The termination of transcription in eukaryotic genes is less well understood than in bacterial genes. The three eukaryotic RNA polymerases use different mechanisms for termination. RNA polymerase I requires a termination factor, like the rho factor utilized in termination of some bacterial genes. Unlike rho, which binds to the newly transcribed RNA molecule, the termination factor for RNA polymerase I binds to a DNA sequence downstream of the termination site.
RNA polymerase III ends transcription after transcribing a terminator sequence that produces a string of Us in the RNA molecule, like that produced by the rho-independent terminators of bacteria. Unlike rho-independent terminators in bacterial cells, RNA polymerase III does not requre that a hairpin structure precede the string of Us.

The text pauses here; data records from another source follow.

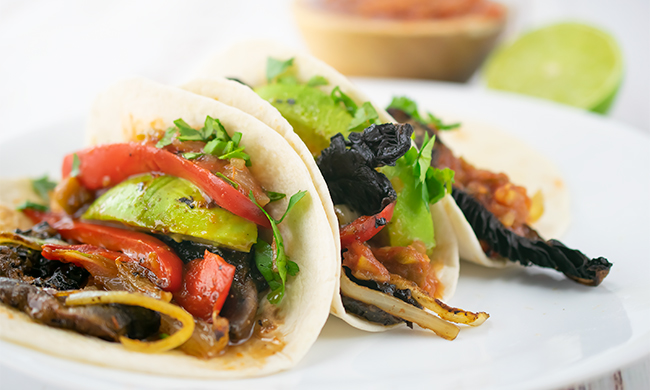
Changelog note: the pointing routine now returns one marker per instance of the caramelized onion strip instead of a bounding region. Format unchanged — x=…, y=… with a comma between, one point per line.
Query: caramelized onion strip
x=135, y=299
x=398, y=308
x=445, y=312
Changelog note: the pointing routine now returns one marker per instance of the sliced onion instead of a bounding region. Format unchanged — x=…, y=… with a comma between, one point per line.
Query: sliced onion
x=445, y=312
x=135, y=299
x=398, y=308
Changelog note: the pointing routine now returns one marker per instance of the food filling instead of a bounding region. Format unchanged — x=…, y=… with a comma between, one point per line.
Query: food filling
x=154, y=245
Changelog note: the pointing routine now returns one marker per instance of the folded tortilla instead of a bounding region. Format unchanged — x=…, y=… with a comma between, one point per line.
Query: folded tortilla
x=130, y=109
x=247, y=62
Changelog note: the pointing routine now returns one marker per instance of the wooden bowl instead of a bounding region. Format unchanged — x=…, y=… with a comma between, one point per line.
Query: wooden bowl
x=442, y=49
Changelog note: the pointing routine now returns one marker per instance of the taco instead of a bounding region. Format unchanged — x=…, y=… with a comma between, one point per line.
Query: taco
x=164, y=215
x=387, y=208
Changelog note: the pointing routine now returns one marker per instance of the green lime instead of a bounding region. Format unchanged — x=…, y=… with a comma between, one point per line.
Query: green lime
x=569, y=63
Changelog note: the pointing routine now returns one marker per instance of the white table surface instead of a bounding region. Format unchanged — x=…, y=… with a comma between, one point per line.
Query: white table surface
x=56, y=55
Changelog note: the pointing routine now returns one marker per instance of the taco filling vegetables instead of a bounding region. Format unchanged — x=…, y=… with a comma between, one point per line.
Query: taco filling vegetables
x=162, y=202
x=388, y=200
x=187, y=239
x=499, y=212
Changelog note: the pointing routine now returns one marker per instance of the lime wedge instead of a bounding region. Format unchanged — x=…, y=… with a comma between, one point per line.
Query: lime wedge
x=569, y=63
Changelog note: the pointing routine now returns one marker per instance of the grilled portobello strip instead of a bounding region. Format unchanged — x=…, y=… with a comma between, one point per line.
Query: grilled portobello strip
x=497, y=240
x=108, y=322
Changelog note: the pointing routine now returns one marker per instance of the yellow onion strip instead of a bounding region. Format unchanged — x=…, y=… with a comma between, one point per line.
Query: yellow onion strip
x=136, y=299
x=11, y=238
x=445, y=312
x=398, y=308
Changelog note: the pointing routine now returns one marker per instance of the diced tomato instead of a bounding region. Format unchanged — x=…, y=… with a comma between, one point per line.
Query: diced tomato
x=409, y=263
x=363, y=264
x=365, y=227
x=206, y=283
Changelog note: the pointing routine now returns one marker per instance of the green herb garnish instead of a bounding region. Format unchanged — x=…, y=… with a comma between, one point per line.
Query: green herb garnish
x=317, y=81
x=275, y=267
x=410, y=107
x=31, y=205
x=217, y=141
x=76, y=163
x=42, y=187
x=340, y=97
x=275, y=196
x=363, y=117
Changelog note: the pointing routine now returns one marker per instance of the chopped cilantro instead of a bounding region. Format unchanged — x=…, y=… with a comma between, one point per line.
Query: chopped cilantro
x=410, y=107
x=275, y=68
x=317, y=81
x=76, y=163
x=42, y=187
x=340, y=97
x=31, y=205
x=167, y=138
x=275, y=267
x=275, y=196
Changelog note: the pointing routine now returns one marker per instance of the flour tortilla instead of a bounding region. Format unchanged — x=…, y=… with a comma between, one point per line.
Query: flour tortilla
x=134, y=107
x=247, y=62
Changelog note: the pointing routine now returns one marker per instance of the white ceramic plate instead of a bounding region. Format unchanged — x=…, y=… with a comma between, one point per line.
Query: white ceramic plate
x=544, y=331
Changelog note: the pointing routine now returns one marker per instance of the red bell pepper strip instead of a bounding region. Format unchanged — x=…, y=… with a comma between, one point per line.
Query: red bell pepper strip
x=107, y=165
x=365, y=227
x=150, y=252
x=206, y=284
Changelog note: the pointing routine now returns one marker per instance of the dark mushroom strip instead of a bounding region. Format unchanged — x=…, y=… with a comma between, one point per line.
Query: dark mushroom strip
x=398, y=308
x=108, y=322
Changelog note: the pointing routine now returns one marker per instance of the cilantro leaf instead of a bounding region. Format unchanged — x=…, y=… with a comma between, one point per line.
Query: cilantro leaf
x=31, y=205
x=364, y=116
x=317, y=81
x=339, y=97
x=42, y=186
x=76, y=164
x=274, y=267
x=274, y=67
x=424, y=158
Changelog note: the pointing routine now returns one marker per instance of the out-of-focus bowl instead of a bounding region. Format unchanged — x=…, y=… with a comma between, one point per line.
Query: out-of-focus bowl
x=442, y=49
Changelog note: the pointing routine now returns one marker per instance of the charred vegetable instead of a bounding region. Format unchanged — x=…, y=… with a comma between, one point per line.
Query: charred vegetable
x=349, y=166
x=527, y=248
x=548, y=254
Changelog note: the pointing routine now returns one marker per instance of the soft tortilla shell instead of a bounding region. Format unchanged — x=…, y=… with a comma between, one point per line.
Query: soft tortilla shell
x=247, y=62
x=135, y=106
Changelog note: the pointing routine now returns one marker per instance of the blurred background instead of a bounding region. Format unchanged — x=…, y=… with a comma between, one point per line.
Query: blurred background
x=56, y=55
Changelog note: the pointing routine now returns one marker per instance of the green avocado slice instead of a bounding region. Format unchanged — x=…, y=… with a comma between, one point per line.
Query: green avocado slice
x=412, y=218
x=171, y=205
x=312, y=113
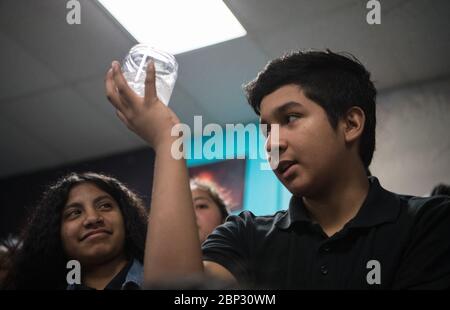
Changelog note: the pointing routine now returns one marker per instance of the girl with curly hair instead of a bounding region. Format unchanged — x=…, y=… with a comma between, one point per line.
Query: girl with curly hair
x=88, y=217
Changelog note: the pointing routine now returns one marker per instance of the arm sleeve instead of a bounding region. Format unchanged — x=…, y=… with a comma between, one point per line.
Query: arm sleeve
x=230, y=246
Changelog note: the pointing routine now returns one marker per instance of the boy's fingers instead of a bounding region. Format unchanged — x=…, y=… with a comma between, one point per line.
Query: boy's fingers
x=150, y=88
x=123, y=118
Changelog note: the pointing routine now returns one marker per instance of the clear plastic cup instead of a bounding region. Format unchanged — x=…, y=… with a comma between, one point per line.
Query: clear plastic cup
x=134, y=69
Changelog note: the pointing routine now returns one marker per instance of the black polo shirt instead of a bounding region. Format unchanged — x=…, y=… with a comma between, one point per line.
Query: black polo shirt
x=394, y=242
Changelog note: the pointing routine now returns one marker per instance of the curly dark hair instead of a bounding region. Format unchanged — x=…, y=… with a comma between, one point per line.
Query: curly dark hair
x=41, y=261
x=334, y=81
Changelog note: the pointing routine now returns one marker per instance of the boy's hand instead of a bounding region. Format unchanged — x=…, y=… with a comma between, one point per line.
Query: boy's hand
x=148, y=117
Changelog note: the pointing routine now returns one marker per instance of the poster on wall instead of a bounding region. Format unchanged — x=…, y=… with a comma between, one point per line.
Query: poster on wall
x=227, y=177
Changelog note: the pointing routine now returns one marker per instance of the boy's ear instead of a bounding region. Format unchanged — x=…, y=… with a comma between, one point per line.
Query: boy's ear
x=354, y=121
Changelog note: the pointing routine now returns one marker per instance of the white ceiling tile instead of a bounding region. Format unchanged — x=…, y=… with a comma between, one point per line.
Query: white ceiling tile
x=21, y=73
x=68, y=124
x=21, y=151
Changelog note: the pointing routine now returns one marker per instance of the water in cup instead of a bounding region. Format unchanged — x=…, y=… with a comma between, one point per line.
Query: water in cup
x=134, y=69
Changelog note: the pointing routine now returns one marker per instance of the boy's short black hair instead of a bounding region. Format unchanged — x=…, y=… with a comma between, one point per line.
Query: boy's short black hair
x=334, y=81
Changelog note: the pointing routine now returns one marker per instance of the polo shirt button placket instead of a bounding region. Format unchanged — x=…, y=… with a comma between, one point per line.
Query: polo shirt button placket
x=324, y=269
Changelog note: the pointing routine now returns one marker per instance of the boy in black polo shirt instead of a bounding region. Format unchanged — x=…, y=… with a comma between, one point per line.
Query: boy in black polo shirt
x=342, y=229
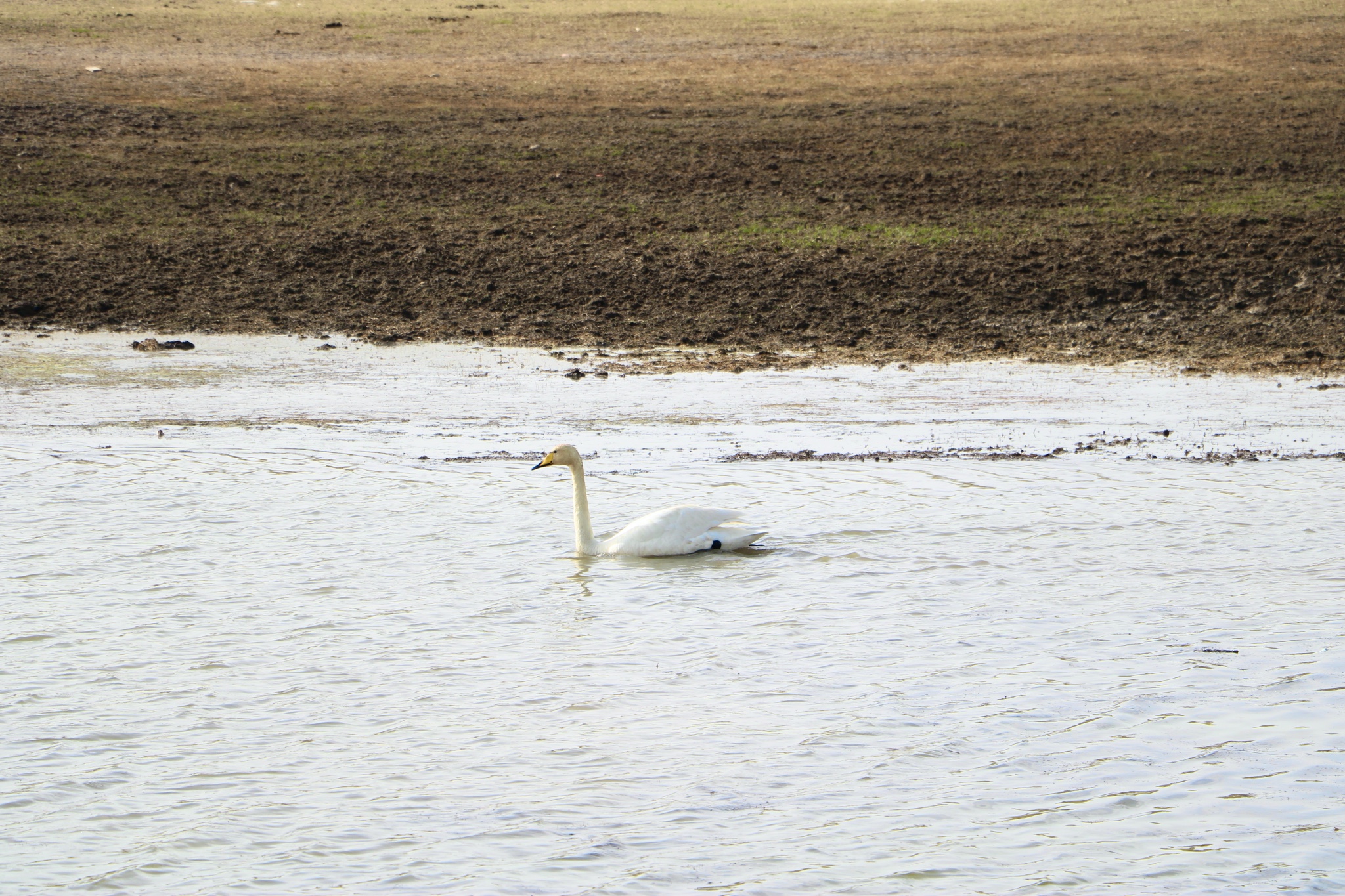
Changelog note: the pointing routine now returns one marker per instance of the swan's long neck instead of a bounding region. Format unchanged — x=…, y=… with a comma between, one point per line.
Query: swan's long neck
x=584, y=542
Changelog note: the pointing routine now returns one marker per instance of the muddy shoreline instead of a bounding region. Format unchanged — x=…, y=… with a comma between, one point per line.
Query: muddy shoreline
x=1189, y=217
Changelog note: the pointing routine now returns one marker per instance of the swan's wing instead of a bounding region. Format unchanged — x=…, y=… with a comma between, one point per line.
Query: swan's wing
x=681, y=530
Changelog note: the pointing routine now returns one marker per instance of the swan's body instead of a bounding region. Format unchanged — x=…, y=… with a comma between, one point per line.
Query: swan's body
x=667, y=532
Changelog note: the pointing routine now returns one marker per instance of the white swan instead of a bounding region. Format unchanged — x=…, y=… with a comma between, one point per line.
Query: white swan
x=671, y=531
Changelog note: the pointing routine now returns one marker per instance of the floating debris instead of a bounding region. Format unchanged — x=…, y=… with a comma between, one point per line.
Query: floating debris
x=155, y=345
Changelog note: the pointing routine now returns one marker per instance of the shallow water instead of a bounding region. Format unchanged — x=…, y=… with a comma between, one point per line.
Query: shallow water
x=276, y=652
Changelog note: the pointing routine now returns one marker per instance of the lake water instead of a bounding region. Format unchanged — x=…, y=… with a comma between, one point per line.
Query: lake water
x=288, y=648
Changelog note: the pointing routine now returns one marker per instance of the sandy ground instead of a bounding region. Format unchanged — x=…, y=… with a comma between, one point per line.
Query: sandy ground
x=889, y=182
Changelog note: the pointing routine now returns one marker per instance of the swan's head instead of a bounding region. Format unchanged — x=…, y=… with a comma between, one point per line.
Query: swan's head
x=562, y=456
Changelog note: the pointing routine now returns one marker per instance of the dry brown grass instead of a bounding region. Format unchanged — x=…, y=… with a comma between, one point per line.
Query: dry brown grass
x=915, y=179
x=595, y=51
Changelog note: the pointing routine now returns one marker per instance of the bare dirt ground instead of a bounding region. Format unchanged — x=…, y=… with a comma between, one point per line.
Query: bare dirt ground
x=899, y=181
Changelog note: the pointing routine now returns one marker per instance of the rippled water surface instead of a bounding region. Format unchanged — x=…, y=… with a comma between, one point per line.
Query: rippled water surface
x=288, y=648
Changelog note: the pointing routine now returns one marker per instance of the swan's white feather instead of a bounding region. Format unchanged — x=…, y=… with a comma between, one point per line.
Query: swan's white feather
x=667, y=532
x=680, y=530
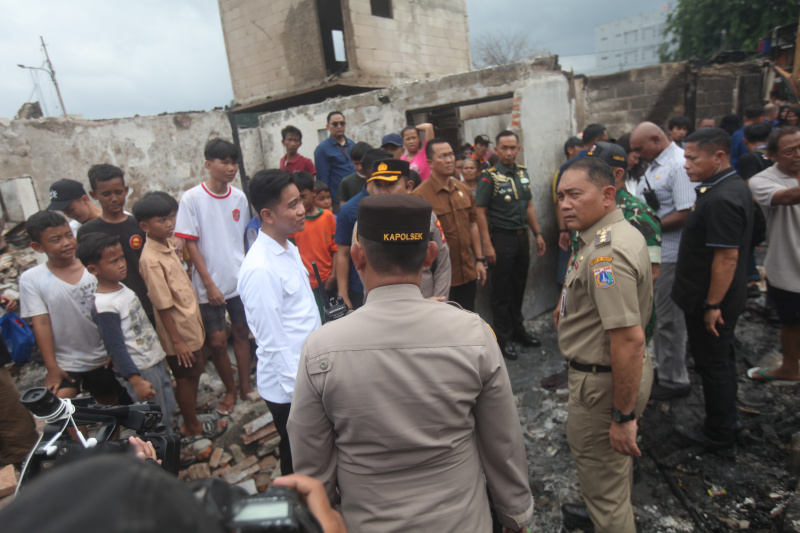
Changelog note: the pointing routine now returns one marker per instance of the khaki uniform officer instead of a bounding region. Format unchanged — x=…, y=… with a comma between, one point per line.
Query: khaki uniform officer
x=606, y=302
x=405, y=404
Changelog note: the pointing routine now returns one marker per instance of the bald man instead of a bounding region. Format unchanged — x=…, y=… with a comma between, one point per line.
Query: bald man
x=667, y=189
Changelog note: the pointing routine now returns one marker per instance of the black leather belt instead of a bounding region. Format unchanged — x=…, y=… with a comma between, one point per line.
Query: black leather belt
x=589, y=368
x=511, y=231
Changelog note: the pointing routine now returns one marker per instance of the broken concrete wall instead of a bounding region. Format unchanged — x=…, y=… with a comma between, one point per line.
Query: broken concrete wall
x=624, y=99
x=157, y=153
x=543, y=104
x=372, y=115
x=621, y=100
x=534, y=95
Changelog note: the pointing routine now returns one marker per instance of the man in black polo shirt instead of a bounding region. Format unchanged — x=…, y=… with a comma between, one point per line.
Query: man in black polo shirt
x=710, y=285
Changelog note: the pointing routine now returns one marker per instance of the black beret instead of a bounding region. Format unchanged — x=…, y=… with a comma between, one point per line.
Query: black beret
x=394, y=219
x=612, y=154
x=389, y=170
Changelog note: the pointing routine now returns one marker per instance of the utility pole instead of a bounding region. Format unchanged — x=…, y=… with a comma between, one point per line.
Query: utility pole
x=52, y=72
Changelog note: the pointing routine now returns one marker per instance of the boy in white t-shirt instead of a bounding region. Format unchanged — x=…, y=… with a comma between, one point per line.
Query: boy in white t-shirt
x=129, y=337
x=58, y=296
x=212, y=219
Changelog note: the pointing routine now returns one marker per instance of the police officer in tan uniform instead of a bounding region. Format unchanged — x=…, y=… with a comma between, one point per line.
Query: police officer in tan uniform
x=605, y=303
x=405, y=405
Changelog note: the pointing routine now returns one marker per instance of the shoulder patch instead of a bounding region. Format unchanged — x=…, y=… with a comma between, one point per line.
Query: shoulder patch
x=603, y=237
x=604, y=277
x=600, y=259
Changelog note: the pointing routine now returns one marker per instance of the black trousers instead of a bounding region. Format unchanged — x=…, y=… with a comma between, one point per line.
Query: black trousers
x=280, y=415
x=715, y=362
x=509, y=276
x=464, y=295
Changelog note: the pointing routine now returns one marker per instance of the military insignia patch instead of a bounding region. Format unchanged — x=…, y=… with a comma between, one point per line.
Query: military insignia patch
x=599, y=259
x=604, y=277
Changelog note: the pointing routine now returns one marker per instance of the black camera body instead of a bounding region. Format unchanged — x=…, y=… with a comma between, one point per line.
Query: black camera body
x=277, y=509
x=56, y=447
x=334, y=307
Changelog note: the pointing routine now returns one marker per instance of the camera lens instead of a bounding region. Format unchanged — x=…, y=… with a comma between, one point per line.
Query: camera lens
x=41, y=402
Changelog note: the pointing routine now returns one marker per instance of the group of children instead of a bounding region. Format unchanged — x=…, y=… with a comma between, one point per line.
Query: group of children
x=111, y=305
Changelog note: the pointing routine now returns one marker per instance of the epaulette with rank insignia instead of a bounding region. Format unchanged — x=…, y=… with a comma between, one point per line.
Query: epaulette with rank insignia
x=603, y=237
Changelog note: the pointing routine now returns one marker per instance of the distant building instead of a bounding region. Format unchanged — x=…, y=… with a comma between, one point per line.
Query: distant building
x=631, y=42
x=283, y=53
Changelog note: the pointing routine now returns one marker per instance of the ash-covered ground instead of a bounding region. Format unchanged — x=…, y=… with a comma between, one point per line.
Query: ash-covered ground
x=682, y=487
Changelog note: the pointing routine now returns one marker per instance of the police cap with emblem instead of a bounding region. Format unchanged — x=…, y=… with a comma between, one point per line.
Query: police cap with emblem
x=611, y=154
x=389, y=170
x=394, y=219
x=64, y=192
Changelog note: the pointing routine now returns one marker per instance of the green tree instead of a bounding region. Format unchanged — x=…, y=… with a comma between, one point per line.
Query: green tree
x=696, y=25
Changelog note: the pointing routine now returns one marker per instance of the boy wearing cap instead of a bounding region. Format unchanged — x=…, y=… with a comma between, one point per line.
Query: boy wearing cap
x=393, y=144
x=109, y=189
x=292, y=140
x=69, y=197
x=353, y=183
x=445, y=419
x=277, y=297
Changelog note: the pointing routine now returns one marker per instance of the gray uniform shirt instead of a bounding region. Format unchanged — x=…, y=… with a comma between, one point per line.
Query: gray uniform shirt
x=406, y=404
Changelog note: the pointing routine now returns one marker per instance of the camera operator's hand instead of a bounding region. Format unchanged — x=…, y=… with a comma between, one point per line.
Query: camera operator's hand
x=144, y=450
x=55, y=377
x=143, y=388
x=184, y=354
x=9, y=304
x=313, y=492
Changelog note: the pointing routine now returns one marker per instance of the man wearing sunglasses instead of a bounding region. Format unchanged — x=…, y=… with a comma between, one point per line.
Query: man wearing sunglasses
x=332, y=156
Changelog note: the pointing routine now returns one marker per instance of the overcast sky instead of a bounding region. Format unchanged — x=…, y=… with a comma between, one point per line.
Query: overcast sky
x=117, y=59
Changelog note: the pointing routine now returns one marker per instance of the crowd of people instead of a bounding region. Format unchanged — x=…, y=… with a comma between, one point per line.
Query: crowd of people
x=657, y=231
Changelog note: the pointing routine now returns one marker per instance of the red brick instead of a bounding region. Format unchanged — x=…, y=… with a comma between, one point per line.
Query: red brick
x=232, y=476
x=258, y=423
x=199, y=471
x=268, y=463
x=260, y=434
x=221, y=470
x=216, y=457
x=8, y=481
x=236, y=451
x=262, y=482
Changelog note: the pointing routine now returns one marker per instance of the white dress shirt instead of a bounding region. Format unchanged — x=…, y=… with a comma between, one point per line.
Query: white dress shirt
x=281, y=312
x=675, y=192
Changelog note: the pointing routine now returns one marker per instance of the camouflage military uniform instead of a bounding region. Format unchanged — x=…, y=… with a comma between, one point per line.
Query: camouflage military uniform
x=644, y=219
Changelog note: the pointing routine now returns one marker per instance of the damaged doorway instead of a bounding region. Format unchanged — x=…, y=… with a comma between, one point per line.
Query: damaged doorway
x=460, y=122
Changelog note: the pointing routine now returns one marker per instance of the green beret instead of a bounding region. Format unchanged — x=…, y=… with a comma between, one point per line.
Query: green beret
x=394, y=219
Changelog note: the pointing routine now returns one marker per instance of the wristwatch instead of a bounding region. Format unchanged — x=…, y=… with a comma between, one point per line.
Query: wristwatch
x=619, y=418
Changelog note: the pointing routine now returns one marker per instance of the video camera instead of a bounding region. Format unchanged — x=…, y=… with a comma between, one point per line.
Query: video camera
x=333, y=307
x=56, y=446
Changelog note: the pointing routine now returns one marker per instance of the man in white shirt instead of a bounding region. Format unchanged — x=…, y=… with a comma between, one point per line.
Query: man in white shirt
x=667, y=189
x=777, y=191
x=280, y=307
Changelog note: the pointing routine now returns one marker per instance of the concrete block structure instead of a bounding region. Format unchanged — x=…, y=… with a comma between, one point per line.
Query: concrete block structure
x=283, y=53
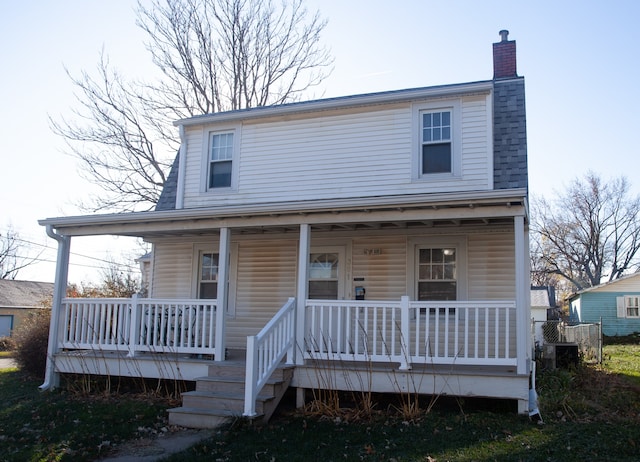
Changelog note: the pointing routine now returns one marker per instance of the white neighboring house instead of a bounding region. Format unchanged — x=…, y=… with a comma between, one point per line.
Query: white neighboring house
x=19, y=300
x=387, y=229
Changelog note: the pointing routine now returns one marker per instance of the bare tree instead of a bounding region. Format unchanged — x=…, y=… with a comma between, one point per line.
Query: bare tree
x=13, y=254
x=589, y=234
x=212, y=55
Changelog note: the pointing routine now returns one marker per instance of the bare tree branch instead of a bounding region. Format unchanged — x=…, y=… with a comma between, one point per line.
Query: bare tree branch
x=589, y=234
x=212, y=56
x=13, y=254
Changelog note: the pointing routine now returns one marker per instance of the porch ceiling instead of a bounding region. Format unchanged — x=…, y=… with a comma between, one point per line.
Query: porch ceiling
x=387, y=214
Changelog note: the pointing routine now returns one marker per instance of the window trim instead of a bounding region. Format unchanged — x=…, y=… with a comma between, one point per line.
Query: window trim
x=458, y=242
x=454, y=107
x=214, y=247
x=206, y=158
x=623, y=307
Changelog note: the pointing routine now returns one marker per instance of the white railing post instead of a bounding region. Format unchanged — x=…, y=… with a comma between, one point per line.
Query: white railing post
x=223, y=293
x=251, y=376
x=405, y=332
x=291, y=332
x=133, y=326
x=302, y=289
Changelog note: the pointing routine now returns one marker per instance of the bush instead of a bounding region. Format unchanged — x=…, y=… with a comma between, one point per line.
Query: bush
x=31, y=340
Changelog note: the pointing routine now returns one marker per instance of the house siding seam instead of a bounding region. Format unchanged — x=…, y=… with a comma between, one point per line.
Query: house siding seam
x=510, y=135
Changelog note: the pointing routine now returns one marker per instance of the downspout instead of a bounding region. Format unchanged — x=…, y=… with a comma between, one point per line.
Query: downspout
x=51, y=379
x=182, y=168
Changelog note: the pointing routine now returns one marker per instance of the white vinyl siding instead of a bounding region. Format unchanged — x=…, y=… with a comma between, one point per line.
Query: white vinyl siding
x=172, y=270
x=381, y=261
x=265, y=276
x=339, y=154
x=491, y=267
x=266, y=279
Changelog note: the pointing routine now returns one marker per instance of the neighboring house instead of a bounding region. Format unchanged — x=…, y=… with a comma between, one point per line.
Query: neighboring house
x=381, y=239
x=615, y=303
x=543, y=302
x=19, y=300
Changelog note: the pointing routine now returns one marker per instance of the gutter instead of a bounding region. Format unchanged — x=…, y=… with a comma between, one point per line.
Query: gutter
x=59, y=291
x=505, y=196
x=341, y=102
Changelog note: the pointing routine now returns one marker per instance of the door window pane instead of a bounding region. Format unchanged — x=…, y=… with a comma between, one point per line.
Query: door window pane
x=437, y=274
x=208, y=275
x=323, y=276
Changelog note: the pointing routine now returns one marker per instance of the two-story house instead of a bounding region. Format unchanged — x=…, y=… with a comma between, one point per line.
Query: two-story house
x=383, y=234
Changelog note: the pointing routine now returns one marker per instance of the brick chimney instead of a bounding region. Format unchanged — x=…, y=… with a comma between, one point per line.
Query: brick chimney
x=504, y=57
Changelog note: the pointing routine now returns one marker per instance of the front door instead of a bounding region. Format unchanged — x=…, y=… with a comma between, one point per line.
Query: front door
x=327, y=282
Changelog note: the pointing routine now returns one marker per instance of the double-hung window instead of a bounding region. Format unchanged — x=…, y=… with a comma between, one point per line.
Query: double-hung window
x=632, y=307
x=435, y=136
x=437, y=273
x=220, y=160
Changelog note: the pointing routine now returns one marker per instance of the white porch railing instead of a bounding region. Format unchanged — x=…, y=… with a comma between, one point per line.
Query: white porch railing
x=136, y=324
x=266, y=350
x=467, y=332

In many of the genes transcribed by RNA polymerase II, transcription can end at multiple sites located within a span of hundreds or thousands of base pairs. As we will see in Chapter 14, the transcription of these genes continues well beyond the coding sequence necessary to produce the mRNA. After transcription, the 3' end of pre-mRNA is cleaved at a specific site, designated by a consensus sequence, producing the mature mRNA. Research findings suggest that termination is coupled to cleavage, which is carried out by a cleavage complex that probably associates with the RNA polymerase. This complex may suppress termination until the consensus sequence that marks the cleavage site is encountered. The 3' end of the pre-mRNA is then cleaved by the complex, and transcription is terminated downstream.